Ekonominin yönünün "Beklentiler"e bağlı olduğunu artık öğrendik.
Ama siyasetin yönünü belirleyen etkenin de "Beklentiler" olduğunu galiba tam kabullenmiş değiliz.
İçinde bulunduğumuz çağ "Değişim beklentisi"nin, iletişim ve teknoloji ile hız kazandığı bir zaman sürecidir.
Bir örneği artık hepimizin yaşamımızın ayrılmaz parçası olan GSM cep telefonlarından verebiliriz.
Bu "telefon" denilen aygıt, Graham Bell'in onu icat ettiği günden beri uzaktaki iki insanın birbiriyle konuşabilmesine yaramaktadır.
Ama artık konuşturmaktan öteye işlevleri var telefonların.
İki gün önce Cengiz Semercioğlu Hürriyet'in Kelebek'inde "N97, iPhone'a Karşı" başlığı altında özetle şunları yazmıştı:
- iPhone ve Blackberry Bold'u bir kenara bıraktım, Nokia N97 modelini kullanıyorum bir süredir... Çok oyuncaklı ve gösterişli bir telefon olmuş N97. Kayarak açılan kapağı ve klavyesiyle küçük bir laptop gibi duruyor önünüzde.

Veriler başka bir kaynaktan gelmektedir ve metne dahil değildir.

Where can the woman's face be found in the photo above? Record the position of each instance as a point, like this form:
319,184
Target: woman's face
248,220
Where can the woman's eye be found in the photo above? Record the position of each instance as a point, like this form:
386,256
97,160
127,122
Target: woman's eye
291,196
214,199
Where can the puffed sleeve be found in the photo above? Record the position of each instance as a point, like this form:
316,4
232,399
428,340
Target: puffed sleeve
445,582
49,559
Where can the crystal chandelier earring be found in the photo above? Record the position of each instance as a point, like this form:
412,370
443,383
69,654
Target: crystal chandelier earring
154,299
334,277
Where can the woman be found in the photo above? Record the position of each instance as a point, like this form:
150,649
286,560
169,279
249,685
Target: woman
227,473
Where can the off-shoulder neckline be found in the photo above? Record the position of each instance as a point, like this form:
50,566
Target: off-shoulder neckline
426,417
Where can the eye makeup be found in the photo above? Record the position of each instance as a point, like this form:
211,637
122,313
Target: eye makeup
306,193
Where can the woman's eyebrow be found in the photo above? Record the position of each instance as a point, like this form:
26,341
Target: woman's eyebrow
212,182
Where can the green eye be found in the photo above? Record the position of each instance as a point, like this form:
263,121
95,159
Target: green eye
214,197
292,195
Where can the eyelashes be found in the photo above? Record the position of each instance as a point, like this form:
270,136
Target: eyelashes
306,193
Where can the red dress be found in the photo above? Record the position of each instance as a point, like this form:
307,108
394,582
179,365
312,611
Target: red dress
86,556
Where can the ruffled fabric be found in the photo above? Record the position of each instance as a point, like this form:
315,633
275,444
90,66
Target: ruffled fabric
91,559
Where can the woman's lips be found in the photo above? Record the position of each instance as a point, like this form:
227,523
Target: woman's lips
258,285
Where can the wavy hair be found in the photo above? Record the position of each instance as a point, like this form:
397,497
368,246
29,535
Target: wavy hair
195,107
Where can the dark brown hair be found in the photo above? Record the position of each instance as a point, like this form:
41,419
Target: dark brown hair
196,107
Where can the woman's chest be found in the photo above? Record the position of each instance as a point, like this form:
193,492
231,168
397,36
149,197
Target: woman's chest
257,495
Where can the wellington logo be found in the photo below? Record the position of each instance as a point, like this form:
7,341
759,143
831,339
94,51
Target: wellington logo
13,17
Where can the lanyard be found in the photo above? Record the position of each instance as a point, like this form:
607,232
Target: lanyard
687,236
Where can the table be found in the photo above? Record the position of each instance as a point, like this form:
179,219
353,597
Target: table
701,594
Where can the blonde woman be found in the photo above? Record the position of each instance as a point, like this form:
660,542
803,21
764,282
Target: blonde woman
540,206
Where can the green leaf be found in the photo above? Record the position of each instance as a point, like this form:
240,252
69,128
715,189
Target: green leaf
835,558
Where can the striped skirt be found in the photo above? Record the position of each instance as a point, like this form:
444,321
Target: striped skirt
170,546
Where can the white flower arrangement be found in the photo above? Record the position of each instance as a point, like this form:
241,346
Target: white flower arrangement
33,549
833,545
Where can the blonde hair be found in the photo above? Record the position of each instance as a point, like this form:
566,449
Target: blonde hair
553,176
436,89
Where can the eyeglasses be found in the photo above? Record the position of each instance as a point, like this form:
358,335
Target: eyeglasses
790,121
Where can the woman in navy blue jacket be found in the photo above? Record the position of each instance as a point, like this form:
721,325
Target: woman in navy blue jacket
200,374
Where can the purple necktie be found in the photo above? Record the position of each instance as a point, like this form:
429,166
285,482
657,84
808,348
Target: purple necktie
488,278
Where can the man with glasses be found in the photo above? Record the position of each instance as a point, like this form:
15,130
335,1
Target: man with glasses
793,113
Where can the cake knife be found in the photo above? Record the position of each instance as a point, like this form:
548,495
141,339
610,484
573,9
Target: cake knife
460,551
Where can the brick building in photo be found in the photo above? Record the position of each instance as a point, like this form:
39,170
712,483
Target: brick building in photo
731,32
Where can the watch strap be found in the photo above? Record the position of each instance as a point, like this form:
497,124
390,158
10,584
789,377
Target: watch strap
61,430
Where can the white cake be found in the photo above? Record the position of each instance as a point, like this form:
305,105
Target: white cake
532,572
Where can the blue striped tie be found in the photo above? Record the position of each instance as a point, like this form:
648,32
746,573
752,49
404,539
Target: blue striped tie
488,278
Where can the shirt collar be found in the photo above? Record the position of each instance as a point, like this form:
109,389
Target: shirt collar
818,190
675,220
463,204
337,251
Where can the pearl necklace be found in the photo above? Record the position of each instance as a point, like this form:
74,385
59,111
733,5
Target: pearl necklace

SMS yazarken, internette sörf yaparken klavyeyi kullanmak çok kolay.
Klavyeyi açmadan dokunmatik ekrandan her işi görebilmek de büyük avantaj. Ne var ki, dokunmatik ekranı iPhone kadar başarılı değil. iPhone'dan daha kalın ve hantal bir görünümü var.
Hangisi daha iyi?
Cengiz Semercioğlu telefon markaları arasındaki karşılaştırmasını şöyle noktalamıştı:
- Alışma süresini geçince, internette sörf yapmak kolay ama ne iPhone ne de N97'nin, mail konusunda Blackberry'nin başarısını yakalaması mümkün. iPhone'un en büyük kozu Apple Store'u tabii. Çeşit çeşit programa, oyuna kolayca ulaşabilmek mümkün ve her geçen gün kendini yeniliyor.
Nokia'nın Ovi Store'u ise daha çok yeni...

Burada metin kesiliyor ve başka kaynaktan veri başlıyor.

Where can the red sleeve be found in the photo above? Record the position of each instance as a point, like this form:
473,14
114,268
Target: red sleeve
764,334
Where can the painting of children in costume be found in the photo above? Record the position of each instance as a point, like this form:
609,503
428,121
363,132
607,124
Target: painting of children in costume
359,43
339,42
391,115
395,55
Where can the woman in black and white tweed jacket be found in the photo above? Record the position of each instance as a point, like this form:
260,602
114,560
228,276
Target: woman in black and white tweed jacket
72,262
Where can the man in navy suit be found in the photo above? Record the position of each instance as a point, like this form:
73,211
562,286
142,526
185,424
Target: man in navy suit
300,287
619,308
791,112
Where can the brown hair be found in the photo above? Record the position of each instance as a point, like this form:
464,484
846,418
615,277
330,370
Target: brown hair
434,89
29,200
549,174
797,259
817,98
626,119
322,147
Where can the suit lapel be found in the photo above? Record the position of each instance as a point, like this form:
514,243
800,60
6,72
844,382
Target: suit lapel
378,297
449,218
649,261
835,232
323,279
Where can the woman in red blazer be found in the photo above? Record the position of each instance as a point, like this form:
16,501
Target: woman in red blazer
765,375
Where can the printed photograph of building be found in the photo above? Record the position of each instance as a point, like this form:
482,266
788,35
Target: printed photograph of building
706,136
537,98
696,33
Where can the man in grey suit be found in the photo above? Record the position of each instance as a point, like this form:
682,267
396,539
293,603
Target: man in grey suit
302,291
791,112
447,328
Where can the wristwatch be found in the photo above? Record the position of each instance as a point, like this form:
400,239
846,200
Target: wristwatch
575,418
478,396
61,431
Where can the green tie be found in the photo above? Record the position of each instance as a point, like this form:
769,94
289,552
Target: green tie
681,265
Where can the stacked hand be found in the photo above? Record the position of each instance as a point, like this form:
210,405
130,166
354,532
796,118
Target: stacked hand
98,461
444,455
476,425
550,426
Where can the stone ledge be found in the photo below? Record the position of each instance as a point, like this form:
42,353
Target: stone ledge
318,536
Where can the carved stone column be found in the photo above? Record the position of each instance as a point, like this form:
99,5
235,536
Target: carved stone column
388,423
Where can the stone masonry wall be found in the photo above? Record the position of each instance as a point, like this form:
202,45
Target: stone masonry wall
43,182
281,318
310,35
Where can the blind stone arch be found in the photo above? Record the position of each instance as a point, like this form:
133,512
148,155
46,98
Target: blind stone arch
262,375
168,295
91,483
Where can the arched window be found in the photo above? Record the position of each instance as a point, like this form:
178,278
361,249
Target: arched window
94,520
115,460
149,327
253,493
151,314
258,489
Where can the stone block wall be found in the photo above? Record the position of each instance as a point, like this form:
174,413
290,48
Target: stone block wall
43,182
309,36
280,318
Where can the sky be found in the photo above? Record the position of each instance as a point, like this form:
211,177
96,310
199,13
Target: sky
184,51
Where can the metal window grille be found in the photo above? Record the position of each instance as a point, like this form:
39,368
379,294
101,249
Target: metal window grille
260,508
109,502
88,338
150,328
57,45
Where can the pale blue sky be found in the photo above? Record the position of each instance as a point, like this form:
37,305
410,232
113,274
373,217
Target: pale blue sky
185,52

Cep telefonları hakkındaki benzer yazıları okuduğunuzda, hiçbirinde "Bu telefonla daha iyi konuşuluyor" denildiğini göremezsiniz.

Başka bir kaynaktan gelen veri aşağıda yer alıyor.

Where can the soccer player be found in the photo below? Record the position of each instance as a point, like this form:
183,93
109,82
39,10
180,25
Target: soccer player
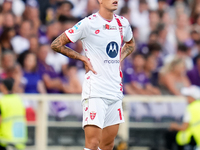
102,35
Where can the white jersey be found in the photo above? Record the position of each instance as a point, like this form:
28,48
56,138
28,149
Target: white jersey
101,41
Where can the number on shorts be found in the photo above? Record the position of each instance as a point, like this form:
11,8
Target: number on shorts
120,114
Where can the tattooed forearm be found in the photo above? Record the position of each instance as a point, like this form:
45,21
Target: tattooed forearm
127,49
58,45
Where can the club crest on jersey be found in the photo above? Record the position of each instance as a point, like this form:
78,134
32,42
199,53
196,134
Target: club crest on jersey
112,49
108,27
92,115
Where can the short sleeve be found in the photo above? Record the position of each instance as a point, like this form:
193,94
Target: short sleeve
128,34
78,31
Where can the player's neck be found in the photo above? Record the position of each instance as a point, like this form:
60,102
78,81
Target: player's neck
106,14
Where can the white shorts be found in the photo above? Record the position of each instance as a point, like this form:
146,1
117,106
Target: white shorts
97,112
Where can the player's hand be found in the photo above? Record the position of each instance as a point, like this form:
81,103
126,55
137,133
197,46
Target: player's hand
88,65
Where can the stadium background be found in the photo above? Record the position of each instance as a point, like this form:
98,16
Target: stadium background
167,59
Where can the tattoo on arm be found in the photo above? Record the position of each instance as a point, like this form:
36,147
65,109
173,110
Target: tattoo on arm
127,49
58,45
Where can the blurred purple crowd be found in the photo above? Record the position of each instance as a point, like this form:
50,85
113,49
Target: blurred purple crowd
166,32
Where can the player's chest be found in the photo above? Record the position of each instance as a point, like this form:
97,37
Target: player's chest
105,33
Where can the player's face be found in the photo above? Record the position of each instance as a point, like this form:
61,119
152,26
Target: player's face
111,5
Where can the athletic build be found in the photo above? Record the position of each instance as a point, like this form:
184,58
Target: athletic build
101,34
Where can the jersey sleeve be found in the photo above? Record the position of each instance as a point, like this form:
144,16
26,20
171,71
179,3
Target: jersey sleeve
128,34
78,31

Çünkü artık "Konuşmak" telefonun kimliğini belirleyen temel öğe değildir sanki.
SMS göndermek, fotoğraf çekmek, internete girmek, programlar indirip onlarla oynamak, müzik depolayıp dinlemek...
Telefon markaları bu gibi alanlardaki liderlikleri ile rekabette yerlerini koruyorlar.
"Otomobil"in serüveni de böyle gelişmedi mi?
Ford'un "T" modeli yıllarca aynı tip siyah aracın milyonlarca satılmasını simgeler. Çünkü otomobil dört tekerlekli, içten patlamalı motoru olan ve yağmura, kara karşı içindekileri koruyan bir taşıt aracıydı.
Tüketicinin başka beklentisi yoktu ki...
Sonra GM'i kuranlar farklı renklerde otomobil ürettiler. Derken bu araçlara cam sileceği ve sonra da radyo koyuldu.
Sınırsız tercihler var
Bugün ise tıpkı telefonlar gibi otomobiller de sade varlık sebeplerini oluşturan işlevleri simgelemiyorlar.
Bir çeşit "Statü sembolü" falan oldu otomobiller.
Markaların alt modelleri öylesine çeşitlilik içeriyor ki, tüketicinin önünde adeta sonsuz tercih var.
Artık tüketicinin beklentileri de aşıldı. Tüketicinin hayal bile etmediği yenilikler sunulamazsa, rekabette yer alınamıyor.
Mesela ben de iPhone'umu indirdiğim oyun programları ve yüklediğim müzik yüzünden bırakamıyorum. Ama iPhone'um her kilitlendiğinde de Nokia'nın teknik mükemmeliyetini özlüyorum.
Otomobil markaları da böyle.
Bütün bunlar böyle olurken siyasetten beklentiler eskisi gibi kalabilir mi yani?
Belediyeler sadece yol ve kanalizasyon mu yapacak?
Yolların kenarını çiçeklendirecekler de artık.
İktidarlar düzeni koruyup, sadece "idare" mi edecekler ülkeyi?
Artık "idare" değil "yönetim" ve "yönlendirmek" bekleniyor siyasetten... Statükocuların yerine değişim mühendisleri aranmakta.
Her çeşit "Açılım" artık siyasi rekabetin vazgeçilmezleridir.
Unutmayın... Kennedy "Aya gideceğiz" dediğinde bu bir siyasi palavra olarak yorumlanmıştı o zaman.